Comments on: Commutative Law of Multiplication

By: bill

bill — Tue, 27 Dec 2011 18:31:35 +0000

but i think the author forgot about one fact (it is almost fact, if it is not 100% right), ie, $ is getting depreciated. so paying a lump-sum tax bill 30 years from now is better than paying NOW. in this way, even if tax rate are the same 30 years from now, i would argue that traditional is better than roth (with time value of money in consideration).

By: Tom

Tom — Thu, 16 Sep 2010 17:50:16 +0000

Nice post, agree that the simple dollar is often, well, too simple in its analysis.

However, isn’t your math wrong?
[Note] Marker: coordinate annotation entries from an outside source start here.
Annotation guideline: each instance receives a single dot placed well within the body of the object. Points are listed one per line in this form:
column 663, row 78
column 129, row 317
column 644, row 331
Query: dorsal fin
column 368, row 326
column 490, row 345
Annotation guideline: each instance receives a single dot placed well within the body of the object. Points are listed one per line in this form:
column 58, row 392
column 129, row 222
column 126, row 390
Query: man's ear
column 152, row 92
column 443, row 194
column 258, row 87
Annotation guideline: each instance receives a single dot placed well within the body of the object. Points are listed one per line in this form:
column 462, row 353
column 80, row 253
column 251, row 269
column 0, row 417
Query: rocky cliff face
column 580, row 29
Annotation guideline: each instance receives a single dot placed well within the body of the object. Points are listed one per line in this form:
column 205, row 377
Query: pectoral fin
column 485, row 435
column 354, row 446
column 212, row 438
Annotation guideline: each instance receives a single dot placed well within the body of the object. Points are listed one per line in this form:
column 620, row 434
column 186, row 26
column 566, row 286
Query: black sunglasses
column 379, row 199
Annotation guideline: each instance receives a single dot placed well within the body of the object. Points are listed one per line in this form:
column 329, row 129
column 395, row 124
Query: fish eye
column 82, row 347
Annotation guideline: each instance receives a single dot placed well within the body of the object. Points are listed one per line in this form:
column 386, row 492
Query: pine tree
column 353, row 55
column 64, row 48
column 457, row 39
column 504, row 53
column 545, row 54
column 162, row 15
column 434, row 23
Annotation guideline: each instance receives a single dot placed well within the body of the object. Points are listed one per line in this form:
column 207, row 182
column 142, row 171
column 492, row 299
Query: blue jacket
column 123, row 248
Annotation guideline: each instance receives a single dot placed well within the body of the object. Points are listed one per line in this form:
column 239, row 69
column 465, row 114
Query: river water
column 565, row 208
What I mean is, the point you make is correct, you either pay tax upfront or on the back end, but you shouldn’t use two variables for taxation.

Saying n * (1 – t1) = (1 – t0) * n
is like saying n*(1-x)= (1-y)*n, which is not an example of the commutative property, its an equation with three variables.

By: Fred

Fred — Sun, 02 May 2010 04:25:43 +0000

The common misconception is that the Roth option is better because “your earnings grow tax-free.” Looking closely at this claim:

If the future value of your investment is FV, and the present value is PV, then FV=PV(1+i)^y, where i is the interest rate per period and y is the number of periods the investment accumulates interest. For a traditional 401k, taxes are applied after interest has compounded, i.e. FV=(PV(1+i)^y)(1-t0). With the Roth option, taxes are applied to the present value, before interest accumulates, i.e. FV=(PV(1-t1))(1+i)^y. Because of the commutative property (not “law”) of multiplication, and assuming t1=t0, the FV is the same for both options. So although it seems that your earnings would grow tax-free for the Roth option, in fact, it’s more like the government taxes your earnings before you earn them.

By: TFB

TFB — Mon, 31 Mar 2008 22:16:00 +0000

Kyle - I hear you. The contribution limit is a problem, but only if you hit the limit. If contributing to a Roth IRA means contributing more, you can also increase the contribution to the traditional 401k instead. According to this study by Vanguard, only 10% of people max out their 401k. If you are one of the 10%, then yes, Roth means you can contribute more. For the other 90%, instead of contributing to Roth, they can also increase their 401k contributions. Then this math law applies.

By: kyle

kyle — Mon, 31 Mar 2008 18:21:00 +0000

I disagree with your application of the commutative law to IRAs.

You’re forgetting the effect of contribution limits. By using a Roth IRA you can pay the taxes from your other income, effectively increasing the amount you can contribute. If you put the money in a traditional IRA, on the other hand, you may end up paying taxes the taxes from your distributions if you don’t other income to pay them.

By: Anonymous

Anonymous — Wed, 27 Jun 2007 12:31:00 +0000

Thank you for this post. The Simple Dollar is, for whatever reason, a very popular sight despite the fact that (1) his posts usually lack content and (2) when he does have something, he often gets it wrong. I've followed his logic with squinted eyes since the get-go.

That said, I have enjoyed your postings. Relevant and factual. And you don't feel some mandate to have six posts a day just to have six posts. Keeps it 'simple'.

-Mike